Background: Fluorescence resonance energy transfer (FRET) is a powerful tool in analytical chemistry. The aim of the present work was to use FRET to design a homogeneous immunoassay.
Methods: We used a highly fluorescent terbium (Tb3+) chelate (donor) and the organic fluorochrome rhodamine (acceptor) combined with time-resolved detection of the acceptor emission in homogeneous assay format for the measurement of the beta subunit of human chorionic gonadotropin (betahCG) in serum. We used two antibodies labeled with Tb3+ and rhodamine, respectively, recognizing different epitopes on betahCG. The close proximity between the labels in the immunocomplex permitted energy transfer between the pulse-excited Tb3+ donor (decay time >1 ms) and the acceptor rhodamine (decay time of 3.0 ns). The prolonged emission of donor-excited acceptor (energy transfer) was measured after the short-lived background and acceptor emissions had decayed. The emission of donor-excited rhodamine was measured at a wavelength of where the emission of unbound donor is minimal.

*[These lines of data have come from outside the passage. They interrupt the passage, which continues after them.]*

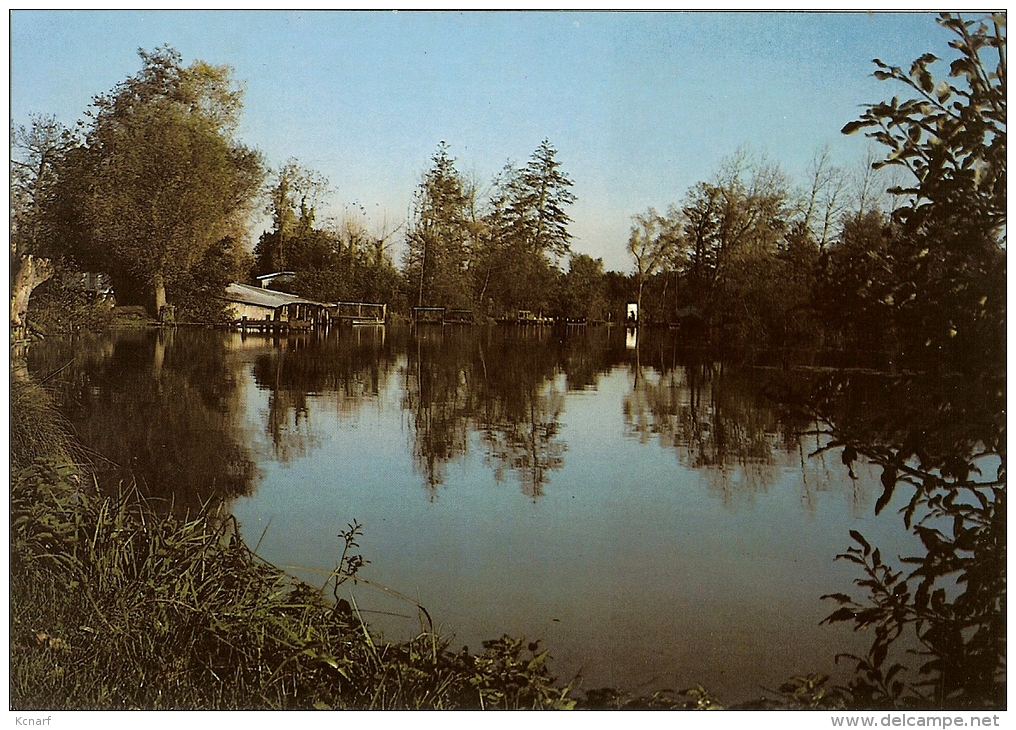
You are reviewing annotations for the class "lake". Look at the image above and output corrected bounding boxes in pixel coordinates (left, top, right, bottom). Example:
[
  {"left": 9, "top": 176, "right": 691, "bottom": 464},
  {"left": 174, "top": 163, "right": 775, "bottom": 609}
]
[{"left": 29, "top": 326, "right": 912, "bottom": 703}]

Results: The energy transfer signal was directly proportional to the betahCG concentration in the sample. The limit of detection was 0.43 microgram/L, and the assay was linear up to 200 microgram/L. Total assay imprecision in the range 10-185 microgram/L was between 7.5% and 2.8%.
Conclusions: Although less sensitive than heterogeneous, dissociation-enhanced europium-based separation assays, the presented assay format has advantages such as speed and simplicity, which make the assay format ideal for assays requiring a high throughput.